SSHOC / sshoc-marketplace-backend

Code for the backend
Apache License 2.0
2 stars 0 forks source link

Handle concepts having the same ord value #420

Closed KlausIllmayer closed 6 months ago

KlausIllmayer commented 9 months ago

When creating a new concept for a vocabulary using POST /api/vocabularies/{vocabulary-id}/concepts it is possible to set a ord-value in the body of the call. This is not documented in Swagger but still is allowed. In principle, this could be a way to order the concepts, but it seems that there is a bug connected with it. It will not guarantee that there is only one ord per concept but instead will allow to have multiple concepts having one ord value. The only vocabulary that is allowed to have new concepts is sshoc-keyword. There are multiple concepts (> 1k) having the same ord value 843 and around 30 concepts having the same ord value 716. When creating a new concept for this vocabulary with the mentioned POST call and this body:

{
  "code": "testord",
  "ord": 716,
  "label": "testord",
  "definition": "testord"
}

it will add another concept to the ord value 716 and not inserting it (changing all ords >= 716 to ord+1 and then inserting it in the empty space so that there is only one concept with the ord 716). This led to problems with running a full GET /api/vocabularies/sshoc-keyword, see #397 It may also explain why we have multiple concepts sharing the same ord value. Chances are high that an ingest pipeline used the ord value hard coded when importing a lot of items having previously unknown keywords.
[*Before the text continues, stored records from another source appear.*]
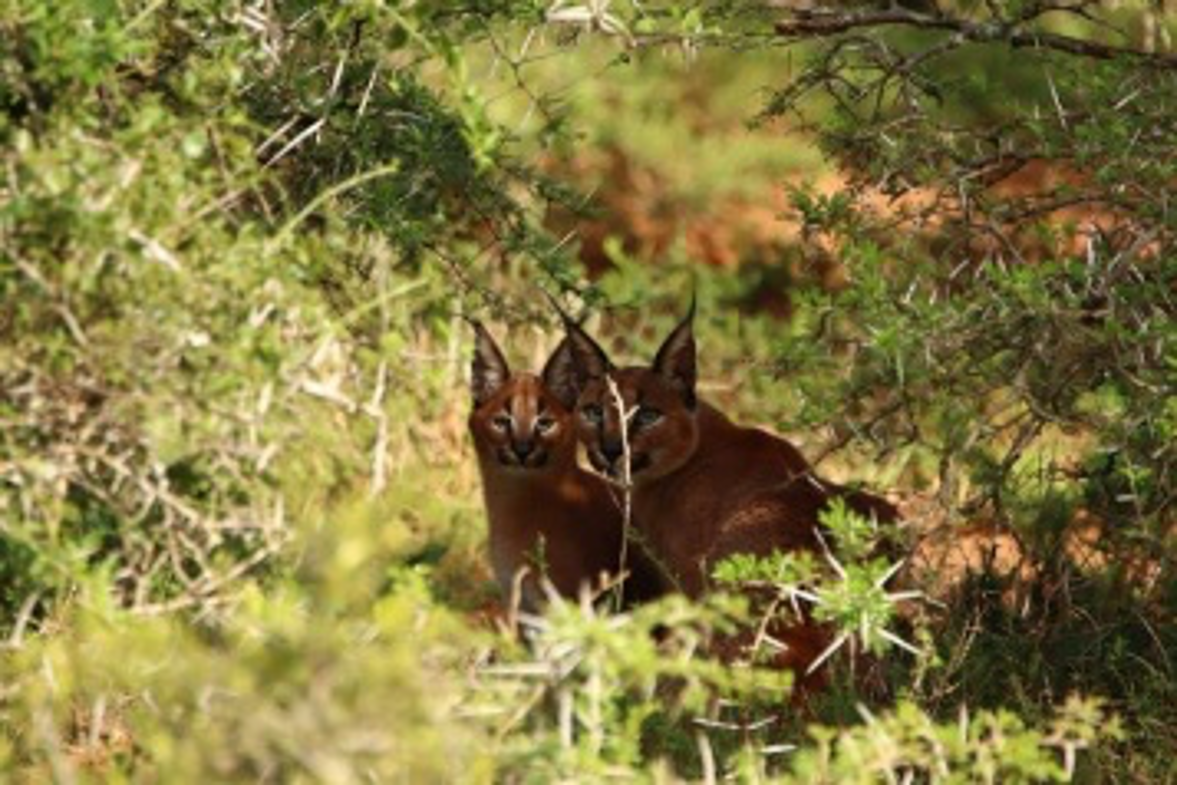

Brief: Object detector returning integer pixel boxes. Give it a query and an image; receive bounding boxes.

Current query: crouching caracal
[559,305,895,666]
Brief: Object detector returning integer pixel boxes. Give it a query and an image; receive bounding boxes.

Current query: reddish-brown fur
[555,308,895,682]
[470,324,660,611]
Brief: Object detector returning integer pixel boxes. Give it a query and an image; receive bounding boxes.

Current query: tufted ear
[653,297,696,408]
[470,320,511,407]
[544,292,613,395]
[561,314,613,392]
[540,338,580,412]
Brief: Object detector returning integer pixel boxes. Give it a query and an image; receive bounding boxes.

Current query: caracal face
[470,324,577,473]
[553,306,699,486]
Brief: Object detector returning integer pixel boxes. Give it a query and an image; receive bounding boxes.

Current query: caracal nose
[511,439,536,463]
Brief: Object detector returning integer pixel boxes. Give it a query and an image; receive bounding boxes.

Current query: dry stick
[605,375,638,611]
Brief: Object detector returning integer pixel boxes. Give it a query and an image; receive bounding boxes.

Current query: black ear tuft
[470,320,511,407]
[540,338,580,412]
[564,318,613,392]
[653,297,696,408]
[544,292,613,395]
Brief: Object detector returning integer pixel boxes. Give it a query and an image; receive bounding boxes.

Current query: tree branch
[776,6,1177,69]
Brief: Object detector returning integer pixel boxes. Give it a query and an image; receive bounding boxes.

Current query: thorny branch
[776,2,1177,69]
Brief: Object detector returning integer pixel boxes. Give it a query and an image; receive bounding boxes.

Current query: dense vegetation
[0,0,1177,783]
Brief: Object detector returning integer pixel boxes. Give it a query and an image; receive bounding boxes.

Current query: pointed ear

The fast solution would be by backend to ignore ord-values when getting a POST that creates a new concept. The more nicer solution would be to implement an algorithm that shifts ord-values higher as the one of the POST call. I think we can life with the fast solution as we currently don't use the ord in the frontend (usually vocabularies are shown sorted by alphabet).

When implementing a solution please also deal with the current situation. We would need an update script that deals with the multiple concepts having the same ord and dissolve this situation.

tparkola commented 8 months ago

In case of POST that creates a new concept - we could change it to raise an error when the ORD value is already used by another concept. Would that make sense, maybe it would be better for your scenario? POST would still allow to set ORD manually, but you could not set it wrongly. However, if ORD is not used currently in POST, then it would be simpler not to consider ORD at all and set it only automatically. Please let me know your preference.

tparkola commented 7 months ago

Please review thoroughly as the changes relate to all concepts, i.e. their ord value may change after the fix is applied (ord values are updated with the migration script).

KlausIllmayer commented 6 months ago

Looks good, no duplicate ords anymore in the database table. And when creating a concept like explained in the first comment, it will accept it but give it an ord at the end of the list, which is as expected (= ord is ignored). Did you also delete the ord-information from all API outputs? Because I don't see it anymore. Anyway, this makes also quite sense, as the ord is not really useful for concepts. Still to check: if there are some changes connected to the ord

tparkola commented 6 months ago

I did not change ord visibility - it should work as previously. I see that in the Concept DTO ord is not present (see src/main/java/eu/sshopencloud/marketplace/dto/vocabularies/ConceptDto.java). I can check other outputs if you let me know the API call you use.

KlausIllmayer commented 6 months ago

Thanks for looking into the DTO. It is not necessary to have ord in the output. In general, we could think about removing this field, as I don't see any need for it due to the structure of vocabularies. Additionally, the frontend currently delivers concepts of vocabularies either in alphabetical order (when looking for them in the edit forms) or based on the order how they were added (when showing the details of an item). For now, lets leave it and if there should be the need to use ord somewhere in the output - e.g. maybe showing the details of an item could be based more on the predefined order and not on the added order - we could discuss it again.